THE BEAR DID NOT SPEAK precisely, could not form the mouth-shapes necessary to make the words of our language. I moved to make some response to her roarings—this speech so unlike my own yet somehow translated by the fingerling—but that ghosted son moved first, marshaled his new shapes to possess some smaller set of tools, my tongue numbed as he muscled behind it his own wet weight. As he spoke he swam from my head to my heart to my many other hurts, and then to all of them at once, something he had not before been able to do, and even as I struggled to understand the bear I also feared to know the powers this new ability portended: The fingerling’s securing of my shoulder—and the snapping that had followed—had done him some damage, and now he was not just one shape but many. In each of the wrong and wounded spaces within me, some fingerling came up to call a chorus, to give voice to WHAT NOW, to WHAT NEXT, to WHAT COWARD, WHAT COWARD—and how I tried to ignore him, the many of him there were, and how he expanded everywhere against my shattered nerves, so that I might not.

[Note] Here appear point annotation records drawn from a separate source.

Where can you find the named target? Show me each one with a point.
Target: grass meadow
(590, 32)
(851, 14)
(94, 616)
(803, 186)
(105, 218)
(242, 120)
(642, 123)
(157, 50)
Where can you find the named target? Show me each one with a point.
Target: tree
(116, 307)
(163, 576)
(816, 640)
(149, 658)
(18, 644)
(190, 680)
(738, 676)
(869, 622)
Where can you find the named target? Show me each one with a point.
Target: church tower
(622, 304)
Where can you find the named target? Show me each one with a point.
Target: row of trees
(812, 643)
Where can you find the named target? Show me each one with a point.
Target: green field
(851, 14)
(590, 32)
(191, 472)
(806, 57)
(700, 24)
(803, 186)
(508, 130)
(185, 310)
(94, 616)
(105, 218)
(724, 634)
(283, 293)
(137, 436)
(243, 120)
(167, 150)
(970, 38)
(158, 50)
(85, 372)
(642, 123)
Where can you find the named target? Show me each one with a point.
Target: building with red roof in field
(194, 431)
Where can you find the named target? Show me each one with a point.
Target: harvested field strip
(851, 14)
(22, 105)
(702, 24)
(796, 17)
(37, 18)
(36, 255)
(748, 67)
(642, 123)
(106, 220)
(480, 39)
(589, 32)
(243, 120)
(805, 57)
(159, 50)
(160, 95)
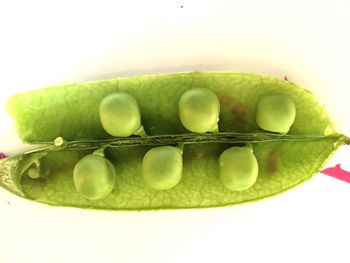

I followed the bear into the mouth of her cave, where my wife and I had made our temporary home, then we descended after her into the deeper tunnels, where I had searched for my wife after I first saw the bear, when my wife disappeared into the earth for some hours or days. Together we went deeper still, but always along the main path, ignoring the branching side halls and rubbled chambers I saw spiraling away into the dark. In that structure there were no doors, only loose pilings of stones, and through their impermanent barriers I did spy some snatch of what lay there, stolen away: Here one of my traps, there a ripped and discarded skirt my wife had thought well lost.